22 Neural nets - estimation

Stat 406

Daniel J. McDonald

Last modified – 16 November 2023

\[ \DeclareMathOperator*{\argmin}{argmin} \DeclareMathOperator*{\argmax}{argmax} \DeclareMathOperator*{\minimize}{minimize} \DeclareMathOperator*{\maximize}{maximize} \DeclareMathOperator*{\find}{find} \DeclareMathOperator{\st}{subject\,\,to} \newcommand{\E}{E} \newcommand{\Expect}[1]{\E\left[ #1 \right]} \newcommand{\Var}[1]{\mathrm{Var}\left[ #1 \right]} \newcommand{\Cov}[2]{\mathrm{Cov}\left[#1,\ #2\right]} \newcommand{\given}{\ \vert\ } \newcommand{\X}{\mathbf{X}} \newcommand{\x}{\mathbf{x}} \newcommand{\y}{\mathbf{y}} \newcommand{\P}{\mathcal{P}} \newcommand{\R}{\mathbb{R}} \newcommand{\norm}[1]{\left\lVert #1 \right\rVert} \newcommand{\snorm}[1]{\lVert #1 \rVert} \newcommand{\tr}[1]{\mbox{tr}(#1)} \newcommand{\brt}{\widehat{\beta}^R_{s}} \newcommand{\brl}{\widehat{\beta}^R_{\lambda}} \newcommand{\bls}{\widehat{\beta}_{ols}} \newcommand{\blt}{\widehat{\beta}^L_{s}} \newcommand{\bll}{\widehat{\beta}^L_{\lambda}} \newcommand{\U}{\mathbf{U}} \newcommand{\D}{\mathbf{D}} \newcommand{\V}{\mathbf{V}} \]

Neural Network terms again (T hidden layers, regression)

\[ \begin{aligned} A_{k}^{(1)} &= g\left(\sum_{j=1}^p w^{(1)}_{k,j} x_j\right)\\ A_{\ell}^{(t)} &= g\left(\sum_{k=1}^{K_{t-1}} w^{(t)}_{\ell,k} A_{k}^{(t-1)} \right)\\ \hat{Y} &= z_m = \sum_{\ell=1}^{K_T} \beta_{m,\ell} A_{\ell}^{(T)}\ \ (M = 1) \end{aligned} \]

  • \(B \in \R^{M\times K_T}\).
  • \(M=1\) for regression
  • \(\mathbf{W}_t \in \R^{K_2\times K_1}\) \(t=1,\ldots,T\)

Training neural networks.
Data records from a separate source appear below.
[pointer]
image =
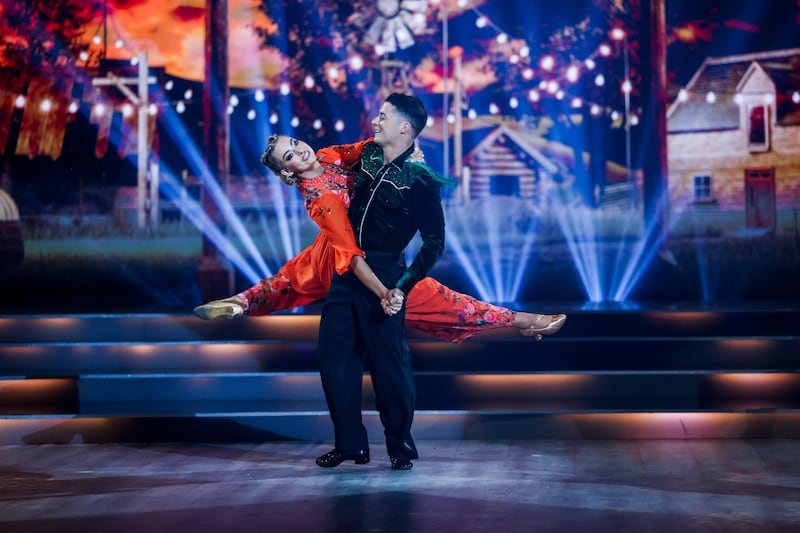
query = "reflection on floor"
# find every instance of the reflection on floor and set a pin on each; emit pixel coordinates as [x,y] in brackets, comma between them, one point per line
[674,485]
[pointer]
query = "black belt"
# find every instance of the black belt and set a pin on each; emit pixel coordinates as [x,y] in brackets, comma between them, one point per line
[384,256]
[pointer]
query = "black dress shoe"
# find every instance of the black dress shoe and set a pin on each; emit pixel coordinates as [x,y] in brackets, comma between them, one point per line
[336,457]
[401,464]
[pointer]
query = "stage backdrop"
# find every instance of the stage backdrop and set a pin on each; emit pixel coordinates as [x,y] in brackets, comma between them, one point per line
[601,152]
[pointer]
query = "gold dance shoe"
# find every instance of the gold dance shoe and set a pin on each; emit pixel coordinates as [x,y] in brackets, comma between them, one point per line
[228,308]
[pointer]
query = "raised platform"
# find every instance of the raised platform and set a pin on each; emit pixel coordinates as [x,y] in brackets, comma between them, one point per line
[607,374]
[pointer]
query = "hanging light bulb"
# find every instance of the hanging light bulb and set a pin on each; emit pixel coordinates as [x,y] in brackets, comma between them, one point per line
[547,63]
[572,73]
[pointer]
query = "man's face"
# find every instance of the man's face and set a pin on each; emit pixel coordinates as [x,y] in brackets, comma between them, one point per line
[388,125]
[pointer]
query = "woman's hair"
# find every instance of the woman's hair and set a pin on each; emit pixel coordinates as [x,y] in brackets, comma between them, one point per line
[269,161]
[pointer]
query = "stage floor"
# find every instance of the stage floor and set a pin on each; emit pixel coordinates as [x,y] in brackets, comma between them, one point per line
[534,485]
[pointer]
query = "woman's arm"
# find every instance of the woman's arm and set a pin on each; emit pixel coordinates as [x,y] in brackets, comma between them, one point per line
[344,155]
[330,214]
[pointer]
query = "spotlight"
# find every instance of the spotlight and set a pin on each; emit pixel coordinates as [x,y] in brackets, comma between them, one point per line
[547,63]
[572,73]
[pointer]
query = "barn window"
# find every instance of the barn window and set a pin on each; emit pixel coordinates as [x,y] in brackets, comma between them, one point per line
[758,128]
[702,189]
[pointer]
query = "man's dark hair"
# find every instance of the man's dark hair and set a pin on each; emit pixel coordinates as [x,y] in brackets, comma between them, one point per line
[411,108]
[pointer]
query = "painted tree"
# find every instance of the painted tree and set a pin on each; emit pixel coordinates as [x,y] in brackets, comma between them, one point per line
[44,33]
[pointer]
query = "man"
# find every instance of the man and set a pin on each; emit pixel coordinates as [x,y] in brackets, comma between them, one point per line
[393,199]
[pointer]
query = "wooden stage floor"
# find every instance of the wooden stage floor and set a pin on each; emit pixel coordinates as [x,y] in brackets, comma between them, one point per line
[725,485]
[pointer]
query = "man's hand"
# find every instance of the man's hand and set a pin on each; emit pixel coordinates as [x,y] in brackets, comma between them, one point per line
[392,303]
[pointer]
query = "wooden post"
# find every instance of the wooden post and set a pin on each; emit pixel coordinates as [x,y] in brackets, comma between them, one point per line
[215,277]
[656,172]
[141,100]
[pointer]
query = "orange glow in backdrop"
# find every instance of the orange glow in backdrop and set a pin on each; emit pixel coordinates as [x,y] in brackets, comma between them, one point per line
[172,32]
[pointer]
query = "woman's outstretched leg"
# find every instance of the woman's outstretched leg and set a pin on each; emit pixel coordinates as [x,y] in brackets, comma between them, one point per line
[440,311]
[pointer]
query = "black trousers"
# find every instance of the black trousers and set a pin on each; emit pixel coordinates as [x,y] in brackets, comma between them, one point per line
[355,334]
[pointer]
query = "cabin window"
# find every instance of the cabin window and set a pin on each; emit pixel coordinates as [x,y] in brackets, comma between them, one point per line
[758,128]
[702,189]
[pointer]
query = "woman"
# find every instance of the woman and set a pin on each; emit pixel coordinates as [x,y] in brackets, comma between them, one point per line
[325,181]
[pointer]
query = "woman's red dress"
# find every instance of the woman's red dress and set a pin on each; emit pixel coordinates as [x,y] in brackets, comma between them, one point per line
[430,306]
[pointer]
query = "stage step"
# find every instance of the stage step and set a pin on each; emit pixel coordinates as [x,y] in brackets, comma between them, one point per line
[257,376]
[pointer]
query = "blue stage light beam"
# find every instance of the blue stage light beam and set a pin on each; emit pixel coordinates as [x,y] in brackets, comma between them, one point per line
[642,255]
[171,188]
[577,226]
[191,152]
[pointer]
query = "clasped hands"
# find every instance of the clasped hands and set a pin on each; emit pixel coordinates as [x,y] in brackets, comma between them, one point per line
[392,302]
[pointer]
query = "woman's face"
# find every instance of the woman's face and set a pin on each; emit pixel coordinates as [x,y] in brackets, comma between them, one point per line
[293,155]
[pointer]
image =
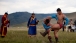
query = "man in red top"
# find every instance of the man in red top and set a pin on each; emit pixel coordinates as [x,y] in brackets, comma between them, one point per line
[5,22]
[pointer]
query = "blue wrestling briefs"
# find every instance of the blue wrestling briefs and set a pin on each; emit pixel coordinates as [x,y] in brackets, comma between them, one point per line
[46,27]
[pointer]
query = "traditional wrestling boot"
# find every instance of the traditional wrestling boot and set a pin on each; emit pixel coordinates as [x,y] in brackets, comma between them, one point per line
[49,37]
[56,39]
[44,33]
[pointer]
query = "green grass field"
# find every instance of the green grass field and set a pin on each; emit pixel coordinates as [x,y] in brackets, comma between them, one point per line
[21,36]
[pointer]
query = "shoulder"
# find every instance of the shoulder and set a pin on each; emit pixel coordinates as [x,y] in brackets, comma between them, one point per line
[64,15]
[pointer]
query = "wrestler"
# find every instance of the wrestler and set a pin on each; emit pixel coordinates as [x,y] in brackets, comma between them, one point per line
[60,17]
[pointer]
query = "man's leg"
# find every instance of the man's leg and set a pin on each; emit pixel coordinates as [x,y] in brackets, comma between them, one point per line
[49,37]
[56,35]
[45,33]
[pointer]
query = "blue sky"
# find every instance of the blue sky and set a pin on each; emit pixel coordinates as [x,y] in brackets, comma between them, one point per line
[37,6]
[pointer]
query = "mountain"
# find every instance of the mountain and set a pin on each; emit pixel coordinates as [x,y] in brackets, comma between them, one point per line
[21,18]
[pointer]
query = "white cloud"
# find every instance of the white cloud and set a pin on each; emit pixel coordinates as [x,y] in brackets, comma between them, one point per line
[38,6]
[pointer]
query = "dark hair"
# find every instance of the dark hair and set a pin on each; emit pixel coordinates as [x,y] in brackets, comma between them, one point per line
[33,14]
[6,13]
[58,9]
[47,21]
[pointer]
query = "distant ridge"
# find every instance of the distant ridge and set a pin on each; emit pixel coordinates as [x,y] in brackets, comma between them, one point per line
[22,17]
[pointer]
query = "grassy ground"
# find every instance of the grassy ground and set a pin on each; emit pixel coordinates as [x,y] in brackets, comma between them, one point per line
[21,36]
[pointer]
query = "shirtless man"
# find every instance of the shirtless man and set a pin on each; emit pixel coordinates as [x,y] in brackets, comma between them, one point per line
[60,17]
First, choices

  • Choose the architecture: how many layers, units per layer, what connections?

  • Choose the loss: common choices (for each data point \(i\))

Regression
\(\hat{R}_i = \frac{1}{2}(y_i - \hat{y}_i)^2\) (the 1/2 just makes the derivative nice)
Classification
\(\hat{R}_i = I(y_i = m)\log( 1 + \exp(-z_{im}))\)
  • Choose the activation function \(g\)

Training neural networks (intuition)

  • We need to estimate \(B\), \(\mathbf{W}_t\), \(t=1,\ldots,T\)
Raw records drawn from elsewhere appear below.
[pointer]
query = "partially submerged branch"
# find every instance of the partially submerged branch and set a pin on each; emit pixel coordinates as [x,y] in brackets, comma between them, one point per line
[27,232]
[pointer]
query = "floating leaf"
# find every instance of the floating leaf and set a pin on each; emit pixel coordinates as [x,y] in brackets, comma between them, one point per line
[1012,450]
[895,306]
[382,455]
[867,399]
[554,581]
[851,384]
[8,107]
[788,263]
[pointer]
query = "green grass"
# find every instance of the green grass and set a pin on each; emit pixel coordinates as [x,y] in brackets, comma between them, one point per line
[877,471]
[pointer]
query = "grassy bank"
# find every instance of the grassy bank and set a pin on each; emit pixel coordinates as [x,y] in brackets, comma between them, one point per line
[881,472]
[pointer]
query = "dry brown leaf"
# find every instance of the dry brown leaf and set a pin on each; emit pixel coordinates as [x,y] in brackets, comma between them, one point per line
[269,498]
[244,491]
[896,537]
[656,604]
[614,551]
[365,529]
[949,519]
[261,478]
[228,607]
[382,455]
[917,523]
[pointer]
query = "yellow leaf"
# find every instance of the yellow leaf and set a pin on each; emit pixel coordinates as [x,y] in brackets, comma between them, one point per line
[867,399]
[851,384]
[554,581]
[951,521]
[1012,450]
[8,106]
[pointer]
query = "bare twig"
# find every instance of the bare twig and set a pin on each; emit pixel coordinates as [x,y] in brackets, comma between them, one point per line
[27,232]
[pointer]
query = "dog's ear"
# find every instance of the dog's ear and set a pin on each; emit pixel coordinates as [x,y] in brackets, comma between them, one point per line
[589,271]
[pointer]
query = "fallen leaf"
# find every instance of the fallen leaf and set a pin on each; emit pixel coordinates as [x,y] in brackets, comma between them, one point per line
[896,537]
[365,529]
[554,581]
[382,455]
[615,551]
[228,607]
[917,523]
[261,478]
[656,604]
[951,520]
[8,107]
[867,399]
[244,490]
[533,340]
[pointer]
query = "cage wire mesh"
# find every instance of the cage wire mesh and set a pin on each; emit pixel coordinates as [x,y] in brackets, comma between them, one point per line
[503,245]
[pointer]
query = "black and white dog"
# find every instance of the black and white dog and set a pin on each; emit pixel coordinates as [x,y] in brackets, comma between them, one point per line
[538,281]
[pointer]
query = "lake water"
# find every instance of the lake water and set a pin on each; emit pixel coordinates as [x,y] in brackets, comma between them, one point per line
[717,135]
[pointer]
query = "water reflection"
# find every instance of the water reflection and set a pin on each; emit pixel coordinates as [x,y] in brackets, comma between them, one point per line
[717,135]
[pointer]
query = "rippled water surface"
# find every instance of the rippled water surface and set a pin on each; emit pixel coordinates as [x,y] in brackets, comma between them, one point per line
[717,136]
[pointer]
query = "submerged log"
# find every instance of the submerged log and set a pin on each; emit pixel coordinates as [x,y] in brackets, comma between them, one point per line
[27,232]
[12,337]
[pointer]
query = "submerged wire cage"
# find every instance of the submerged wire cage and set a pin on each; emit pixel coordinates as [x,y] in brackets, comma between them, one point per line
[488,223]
  • We want to minimize \(\hat{R} = \sum_{i=1}^n \hat{R}_i\) as a function of all this.

  • We use gradient descent, but in this dialect, we call it back propagation

Derivatives via the chain rule: computed by a forward and backward sweep

All the \(g(u)\)’s that get used have \(g'(u)\) “nice”.

If \(g\) is ReLu:

  • \(g(u) = xI(x>0)\)
  • \(g'(u) = I(x>0)\)

Once we have derivatives from backprop,

\[ \begin{align} \widetilde{B} &\leftarrow B - \gamma \frac{\partial \widehat{R}}{\partial B}\\ \widetilde{\mathbf{W}_t} &\leftarrow \mathbf{W}_t - \gamma \frac{\partial \widehat{R}}{\partial \mathbf{W}_t} \end{align} \]

Chain rule

We want \(\frac{\partial}{\partial B} \hat{R}_i\) and \(\frac{\partial}{\partial W_{t}}\hat{R}_i\) for all \(t\).

Regression: \(\hat{R}_i = \frac{1}{2}(y_i - \hat{y}_i)^2\)
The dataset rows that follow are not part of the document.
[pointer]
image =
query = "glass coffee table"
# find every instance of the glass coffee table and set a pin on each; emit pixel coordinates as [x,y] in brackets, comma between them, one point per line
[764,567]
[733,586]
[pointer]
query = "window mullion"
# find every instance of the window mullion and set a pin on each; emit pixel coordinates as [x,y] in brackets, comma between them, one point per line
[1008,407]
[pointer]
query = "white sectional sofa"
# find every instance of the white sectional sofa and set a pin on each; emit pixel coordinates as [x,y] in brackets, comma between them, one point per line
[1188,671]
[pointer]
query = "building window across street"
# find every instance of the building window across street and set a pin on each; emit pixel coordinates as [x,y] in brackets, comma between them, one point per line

\[\begin{aligned} \frac{\partial\hat{R}_i}{\partial B} &= -(y_i - \hat{y}_i)\frac{\partial \hat{y_i}}{\partial B} =\underbrace{-(y_i - \hat{y}_i)}_{-r_i} \mathbf{A}^{(T)}\\ \frac{\partial}{\partial \mathbf{W}_T} \hat{R}_i &= -(y_i - \hat{y}_i)\frac{\partial\hat{y_i}}{\partial \mathbf{W}_T} = -r_i \frac{\partial \hat{y}_i}{\partial \mathbf{A}^{(T)}} \frac{\partial \mathbf{A}^{(T)}}{\partial \mathbf{W}_T}\\ &= -\left(r_i B \odot g'(\mathbf{W}_T \mathbf{A}^{(T)}) \right) \left(\mathbf{A}^{(T-1)}\right)^\top\\ \frac{\partial}{\partial \mathbf{W}_{T-1}} \hat{R}_i &= -(y_i - \hat{y}_i)\frac{\partial\hat{y_i}}{\partial \mathbf{W}_{T-1}} = -r_i \frac{\partial \hat{y}_i}{\partial \mathbf{A}^{(T)}} \frac{\partial \mathbf{A}^{(T)}}{\partial \mathbf{W}_{T-1}}\\ &= -r_i \frac{\partial \hat{y}_i}{\partial \mathbf{A}^{(T)}} \frac{\partial \mathbf{A}^{(T)}}{\partial \mathbf{W}_{T}}\frac{\partial \mathbf{W}_{T}}{\partial \mathbf{A}^{(T-1)}}\frac{\partial \mathbf{A}^{(T-1)}}{\partial \mathbf{W}_{T-1}}\\ \cdots &= \cdots \end{aligned}\]

Mapping it out

Given current \(\mathbf{W}_t, B\), we want to get new, \(\widetilde{\mathbf{W}}_t,\ \widetilde B\) for \(t=1,\ldots,T\)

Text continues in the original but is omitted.